Maharsha

E2 - Talmudic Commentators

The Maharsha (1555-1632), a Hebrew acronym for "Our teacher, the Rabbi, Shmuel Eliezar (Eidels)" is one of the most renown commentators on the Talmud from the period of the later talmudic commentaries (a period spanning the 16th through 20th centuries.)

Born in Ostrog, Poland (now a part of Russia) at the apex of Polish Jewry, he was part of an extremely fortunate generation, where there was Jewish autonomy in poland, before the ascendency of the cossacks twenty years after his death, and the consequent political strife. He was in a situation with a structured system to promote the learning of Talmud and religious Judaism, yet not one affluent enough to encourage the assimilation of Jews into secular society, and the attendant distractions of secular life. After marriage, supported by his in-laws, he first founded a large Yeshiva. After their deaths, when he fell on hard times, he moved on to the slightly more lucrative position as a pulpit Rabbi, first in Chelm, then Lublin, and finally Ostrog. In Ostrog, as a Rabbi, he was able to found a second large academy, this time teaching hundreds of students.
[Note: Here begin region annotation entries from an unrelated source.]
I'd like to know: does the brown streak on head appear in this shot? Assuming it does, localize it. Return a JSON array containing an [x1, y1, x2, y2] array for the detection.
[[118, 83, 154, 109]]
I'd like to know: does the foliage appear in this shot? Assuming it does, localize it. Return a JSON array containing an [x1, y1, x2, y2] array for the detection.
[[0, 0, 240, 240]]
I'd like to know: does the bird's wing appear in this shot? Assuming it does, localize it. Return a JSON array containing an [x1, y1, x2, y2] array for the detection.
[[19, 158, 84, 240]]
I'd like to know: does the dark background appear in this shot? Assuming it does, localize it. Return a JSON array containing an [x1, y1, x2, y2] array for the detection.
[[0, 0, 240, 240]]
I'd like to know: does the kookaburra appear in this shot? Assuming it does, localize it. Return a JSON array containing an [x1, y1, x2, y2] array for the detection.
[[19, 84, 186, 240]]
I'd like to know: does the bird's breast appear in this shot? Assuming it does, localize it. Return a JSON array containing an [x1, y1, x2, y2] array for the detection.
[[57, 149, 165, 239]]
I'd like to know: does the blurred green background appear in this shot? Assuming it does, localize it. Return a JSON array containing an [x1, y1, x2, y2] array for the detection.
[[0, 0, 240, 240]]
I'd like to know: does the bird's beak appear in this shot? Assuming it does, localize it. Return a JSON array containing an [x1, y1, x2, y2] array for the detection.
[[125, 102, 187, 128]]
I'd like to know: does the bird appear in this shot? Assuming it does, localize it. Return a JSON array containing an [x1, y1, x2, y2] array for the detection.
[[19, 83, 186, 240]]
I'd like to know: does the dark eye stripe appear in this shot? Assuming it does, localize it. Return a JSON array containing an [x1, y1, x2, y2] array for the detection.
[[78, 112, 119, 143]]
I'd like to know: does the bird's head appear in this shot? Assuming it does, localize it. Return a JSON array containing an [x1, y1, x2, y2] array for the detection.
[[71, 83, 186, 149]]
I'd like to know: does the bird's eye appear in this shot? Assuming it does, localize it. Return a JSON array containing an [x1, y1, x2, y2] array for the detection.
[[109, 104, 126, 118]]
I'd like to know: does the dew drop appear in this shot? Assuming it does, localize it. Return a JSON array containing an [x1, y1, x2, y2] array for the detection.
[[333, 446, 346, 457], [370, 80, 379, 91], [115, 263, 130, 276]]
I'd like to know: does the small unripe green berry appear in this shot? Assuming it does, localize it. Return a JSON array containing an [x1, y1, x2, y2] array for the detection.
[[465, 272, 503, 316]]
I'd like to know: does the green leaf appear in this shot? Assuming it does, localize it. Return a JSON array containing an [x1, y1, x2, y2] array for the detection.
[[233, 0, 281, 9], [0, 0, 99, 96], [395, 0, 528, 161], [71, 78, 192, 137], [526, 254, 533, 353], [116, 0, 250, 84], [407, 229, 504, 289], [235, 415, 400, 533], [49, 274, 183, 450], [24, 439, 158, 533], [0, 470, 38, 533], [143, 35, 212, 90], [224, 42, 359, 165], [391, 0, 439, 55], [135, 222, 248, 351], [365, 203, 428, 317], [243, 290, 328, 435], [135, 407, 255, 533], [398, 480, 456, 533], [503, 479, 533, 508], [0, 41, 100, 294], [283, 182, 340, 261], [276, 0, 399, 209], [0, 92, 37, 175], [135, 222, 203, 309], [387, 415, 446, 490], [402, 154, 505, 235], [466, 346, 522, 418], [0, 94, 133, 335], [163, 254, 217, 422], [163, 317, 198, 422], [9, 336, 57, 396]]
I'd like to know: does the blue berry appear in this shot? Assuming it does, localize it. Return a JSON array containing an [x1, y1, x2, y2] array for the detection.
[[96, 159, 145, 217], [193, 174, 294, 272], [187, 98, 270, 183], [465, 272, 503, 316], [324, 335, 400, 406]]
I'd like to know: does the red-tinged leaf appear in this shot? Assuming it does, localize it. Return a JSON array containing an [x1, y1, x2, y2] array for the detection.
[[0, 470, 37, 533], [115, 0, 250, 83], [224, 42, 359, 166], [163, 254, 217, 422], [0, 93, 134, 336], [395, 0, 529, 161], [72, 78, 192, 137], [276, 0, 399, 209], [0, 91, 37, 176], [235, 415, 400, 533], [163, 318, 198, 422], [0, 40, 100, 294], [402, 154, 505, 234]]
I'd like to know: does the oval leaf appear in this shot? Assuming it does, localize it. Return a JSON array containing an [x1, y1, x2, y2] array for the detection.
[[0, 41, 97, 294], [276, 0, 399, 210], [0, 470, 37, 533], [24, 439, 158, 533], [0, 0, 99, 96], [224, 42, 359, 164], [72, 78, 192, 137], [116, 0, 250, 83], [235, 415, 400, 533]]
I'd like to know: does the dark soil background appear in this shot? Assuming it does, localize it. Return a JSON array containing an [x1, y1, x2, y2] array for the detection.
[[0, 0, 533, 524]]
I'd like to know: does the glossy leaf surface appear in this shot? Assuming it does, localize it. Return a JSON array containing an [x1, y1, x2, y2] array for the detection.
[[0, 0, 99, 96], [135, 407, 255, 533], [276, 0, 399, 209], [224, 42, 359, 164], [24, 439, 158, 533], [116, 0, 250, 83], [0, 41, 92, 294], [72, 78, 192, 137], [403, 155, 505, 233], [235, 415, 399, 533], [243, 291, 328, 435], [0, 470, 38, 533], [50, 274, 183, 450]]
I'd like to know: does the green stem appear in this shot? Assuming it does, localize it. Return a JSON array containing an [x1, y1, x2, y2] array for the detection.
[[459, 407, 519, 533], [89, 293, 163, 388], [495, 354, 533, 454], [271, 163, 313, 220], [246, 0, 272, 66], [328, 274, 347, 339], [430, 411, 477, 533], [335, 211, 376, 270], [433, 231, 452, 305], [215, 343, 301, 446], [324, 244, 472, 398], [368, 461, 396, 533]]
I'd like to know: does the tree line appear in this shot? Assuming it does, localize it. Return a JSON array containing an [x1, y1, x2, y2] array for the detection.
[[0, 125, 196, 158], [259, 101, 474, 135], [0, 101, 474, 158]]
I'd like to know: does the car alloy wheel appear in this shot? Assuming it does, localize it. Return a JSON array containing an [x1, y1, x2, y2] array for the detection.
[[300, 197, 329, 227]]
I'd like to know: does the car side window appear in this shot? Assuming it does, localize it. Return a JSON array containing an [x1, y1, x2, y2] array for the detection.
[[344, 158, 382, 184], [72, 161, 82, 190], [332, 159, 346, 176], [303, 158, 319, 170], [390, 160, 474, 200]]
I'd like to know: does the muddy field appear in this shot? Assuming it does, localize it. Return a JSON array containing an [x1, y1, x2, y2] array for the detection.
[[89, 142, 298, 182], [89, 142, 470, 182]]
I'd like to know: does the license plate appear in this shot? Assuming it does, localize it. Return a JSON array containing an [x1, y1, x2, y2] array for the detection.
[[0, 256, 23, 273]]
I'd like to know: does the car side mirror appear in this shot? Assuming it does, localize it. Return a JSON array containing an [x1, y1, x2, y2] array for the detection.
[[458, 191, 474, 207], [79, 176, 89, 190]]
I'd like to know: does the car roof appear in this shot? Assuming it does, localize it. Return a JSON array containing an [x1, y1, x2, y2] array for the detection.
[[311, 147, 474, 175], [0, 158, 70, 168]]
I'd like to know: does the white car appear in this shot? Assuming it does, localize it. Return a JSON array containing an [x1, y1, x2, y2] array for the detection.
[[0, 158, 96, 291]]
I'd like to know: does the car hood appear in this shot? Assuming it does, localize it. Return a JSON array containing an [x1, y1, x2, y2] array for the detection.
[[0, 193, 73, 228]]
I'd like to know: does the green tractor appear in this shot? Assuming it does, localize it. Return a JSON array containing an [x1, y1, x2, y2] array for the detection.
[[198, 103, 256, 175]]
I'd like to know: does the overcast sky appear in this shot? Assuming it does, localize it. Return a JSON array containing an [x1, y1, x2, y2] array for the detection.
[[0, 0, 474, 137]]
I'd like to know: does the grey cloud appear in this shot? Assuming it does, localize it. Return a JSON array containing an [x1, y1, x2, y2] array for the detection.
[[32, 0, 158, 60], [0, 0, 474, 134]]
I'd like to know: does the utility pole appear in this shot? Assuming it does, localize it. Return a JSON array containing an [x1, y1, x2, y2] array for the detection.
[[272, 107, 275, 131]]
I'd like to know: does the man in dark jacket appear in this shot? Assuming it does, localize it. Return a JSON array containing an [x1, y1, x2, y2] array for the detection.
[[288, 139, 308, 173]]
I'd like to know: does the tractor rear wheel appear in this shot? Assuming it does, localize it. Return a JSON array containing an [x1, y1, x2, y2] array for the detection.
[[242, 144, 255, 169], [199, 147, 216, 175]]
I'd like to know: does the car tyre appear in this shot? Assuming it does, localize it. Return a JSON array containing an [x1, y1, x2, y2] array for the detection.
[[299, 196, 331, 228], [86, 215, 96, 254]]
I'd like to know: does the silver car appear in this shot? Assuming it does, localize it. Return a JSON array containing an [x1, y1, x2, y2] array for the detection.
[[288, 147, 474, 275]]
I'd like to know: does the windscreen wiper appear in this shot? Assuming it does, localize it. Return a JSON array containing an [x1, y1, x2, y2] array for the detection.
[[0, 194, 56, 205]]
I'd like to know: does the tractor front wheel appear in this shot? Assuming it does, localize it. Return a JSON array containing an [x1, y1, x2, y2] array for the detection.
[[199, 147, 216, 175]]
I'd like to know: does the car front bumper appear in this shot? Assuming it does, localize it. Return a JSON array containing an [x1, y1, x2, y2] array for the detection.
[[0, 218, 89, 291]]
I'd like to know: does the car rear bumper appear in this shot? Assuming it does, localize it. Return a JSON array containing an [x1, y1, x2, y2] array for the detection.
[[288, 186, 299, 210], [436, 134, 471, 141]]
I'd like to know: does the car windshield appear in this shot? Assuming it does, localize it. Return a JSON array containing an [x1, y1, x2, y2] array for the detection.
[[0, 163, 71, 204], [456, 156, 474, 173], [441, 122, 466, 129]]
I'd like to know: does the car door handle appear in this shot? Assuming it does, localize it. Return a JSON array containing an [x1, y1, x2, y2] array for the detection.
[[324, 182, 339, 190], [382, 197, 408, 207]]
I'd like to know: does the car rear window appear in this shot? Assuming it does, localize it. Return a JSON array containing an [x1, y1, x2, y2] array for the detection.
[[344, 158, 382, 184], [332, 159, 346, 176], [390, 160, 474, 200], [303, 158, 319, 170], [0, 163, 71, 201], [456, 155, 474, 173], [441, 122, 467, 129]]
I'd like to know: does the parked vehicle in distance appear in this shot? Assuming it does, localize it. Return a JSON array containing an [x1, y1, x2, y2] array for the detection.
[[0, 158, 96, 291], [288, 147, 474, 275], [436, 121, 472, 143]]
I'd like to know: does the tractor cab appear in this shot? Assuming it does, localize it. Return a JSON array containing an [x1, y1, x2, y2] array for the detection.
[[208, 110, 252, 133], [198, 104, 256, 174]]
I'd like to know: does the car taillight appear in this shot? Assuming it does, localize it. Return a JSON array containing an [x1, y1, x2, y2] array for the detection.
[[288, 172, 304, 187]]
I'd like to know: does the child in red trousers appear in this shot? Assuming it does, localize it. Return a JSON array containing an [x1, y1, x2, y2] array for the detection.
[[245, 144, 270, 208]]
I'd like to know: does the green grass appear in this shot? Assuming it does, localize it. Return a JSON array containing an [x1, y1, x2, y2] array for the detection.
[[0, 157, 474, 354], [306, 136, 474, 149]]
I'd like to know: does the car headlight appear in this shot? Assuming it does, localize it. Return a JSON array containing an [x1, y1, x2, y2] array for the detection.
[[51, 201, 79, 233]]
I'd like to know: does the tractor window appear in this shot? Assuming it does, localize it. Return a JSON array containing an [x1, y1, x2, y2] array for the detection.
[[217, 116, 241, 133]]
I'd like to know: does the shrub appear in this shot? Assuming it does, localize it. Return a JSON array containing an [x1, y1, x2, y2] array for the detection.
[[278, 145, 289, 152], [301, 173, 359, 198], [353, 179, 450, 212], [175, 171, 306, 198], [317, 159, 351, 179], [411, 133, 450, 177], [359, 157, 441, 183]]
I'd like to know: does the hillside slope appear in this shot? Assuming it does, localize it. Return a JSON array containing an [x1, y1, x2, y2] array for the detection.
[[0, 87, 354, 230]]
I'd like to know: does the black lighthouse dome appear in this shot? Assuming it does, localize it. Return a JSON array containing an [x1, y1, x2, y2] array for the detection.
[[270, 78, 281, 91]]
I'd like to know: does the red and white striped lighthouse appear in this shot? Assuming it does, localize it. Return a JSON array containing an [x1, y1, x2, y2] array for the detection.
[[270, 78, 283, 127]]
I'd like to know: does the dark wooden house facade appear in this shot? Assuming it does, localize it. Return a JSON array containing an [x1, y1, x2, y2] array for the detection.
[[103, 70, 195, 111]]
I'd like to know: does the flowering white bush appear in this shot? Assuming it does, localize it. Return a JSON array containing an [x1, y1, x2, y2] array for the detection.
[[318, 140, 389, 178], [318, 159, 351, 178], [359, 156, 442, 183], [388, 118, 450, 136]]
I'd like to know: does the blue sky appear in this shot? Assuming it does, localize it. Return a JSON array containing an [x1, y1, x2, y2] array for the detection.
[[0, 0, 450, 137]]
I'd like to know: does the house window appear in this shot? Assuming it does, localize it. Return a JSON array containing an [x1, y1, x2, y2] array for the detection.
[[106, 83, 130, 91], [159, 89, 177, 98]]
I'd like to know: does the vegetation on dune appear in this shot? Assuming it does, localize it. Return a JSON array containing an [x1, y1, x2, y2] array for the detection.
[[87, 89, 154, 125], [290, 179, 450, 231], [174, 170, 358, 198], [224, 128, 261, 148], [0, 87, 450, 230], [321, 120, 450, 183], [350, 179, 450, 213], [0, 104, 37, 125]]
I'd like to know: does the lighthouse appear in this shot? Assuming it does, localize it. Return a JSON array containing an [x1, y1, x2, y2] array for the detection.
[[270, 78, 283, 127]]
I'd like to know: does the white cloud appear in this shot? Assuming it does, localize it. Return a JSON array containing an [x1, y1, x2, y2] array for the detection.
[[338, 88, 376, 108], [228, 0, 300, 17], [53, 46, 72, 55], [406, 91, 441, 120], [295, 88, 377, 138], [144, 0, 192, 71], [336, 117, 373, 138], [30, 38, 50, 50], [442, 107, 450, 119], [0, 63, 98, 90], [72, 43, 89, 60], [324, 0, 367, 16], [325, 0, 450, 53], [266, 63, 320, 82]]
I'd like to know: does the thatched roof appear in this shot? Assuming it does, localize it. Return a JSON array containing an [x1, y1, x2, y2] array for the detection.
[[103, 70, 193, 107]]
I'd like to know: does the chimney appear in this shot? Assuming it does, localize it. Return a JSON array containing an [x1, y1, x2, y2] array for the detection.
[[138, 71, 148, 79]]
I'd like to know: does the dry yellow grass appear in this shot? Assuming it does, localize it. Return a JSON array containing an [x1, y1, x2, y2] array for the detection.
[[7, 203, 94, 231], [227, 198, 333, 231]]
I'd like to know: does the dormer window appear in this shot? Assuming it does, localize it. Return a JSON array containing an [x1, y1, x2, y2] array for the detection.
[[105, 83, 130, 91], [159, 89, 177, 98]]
The Maharsha is famous for two somewhat divergent commentaries that have since been compiled into one; Chiddushei Halachot and Chiddushei Aggadot (Insights into law, and Insights into allegory.) These two books are each very important for very different reasons. Chiddushei Halachot remains on of the best resources for complete analyses of the early commentators, and how they understood the didactic portions of the Talmud. Chiddushei Aggadot, however, is a much more philosophical work, explaining the meaning of the allegories used in the Talmud with much of the same clarity found in Chiddushei Halachot.

Chiddushei Aggadot was one of the first books to write analyses of the allegorical sections of the Talmud, which until then were largely left to the Rabbis to explain, since much of the meaning was considered too esoteric for the common Jew, and was largely philosophical in nature. His explanations stand today as the basis of almost all consideration of these sections, considered to be the sources for much of Kabbala, which came into wider study in the decades and centuries after the Maharsha died. The Baal Shem Tov and the Chazon Ish both greatly encouraged the study of the Maharsha's works, and they gained acceptance, until today when it is difficult to find a copy of the Talmud without his commentary included as one of the appendices in the back.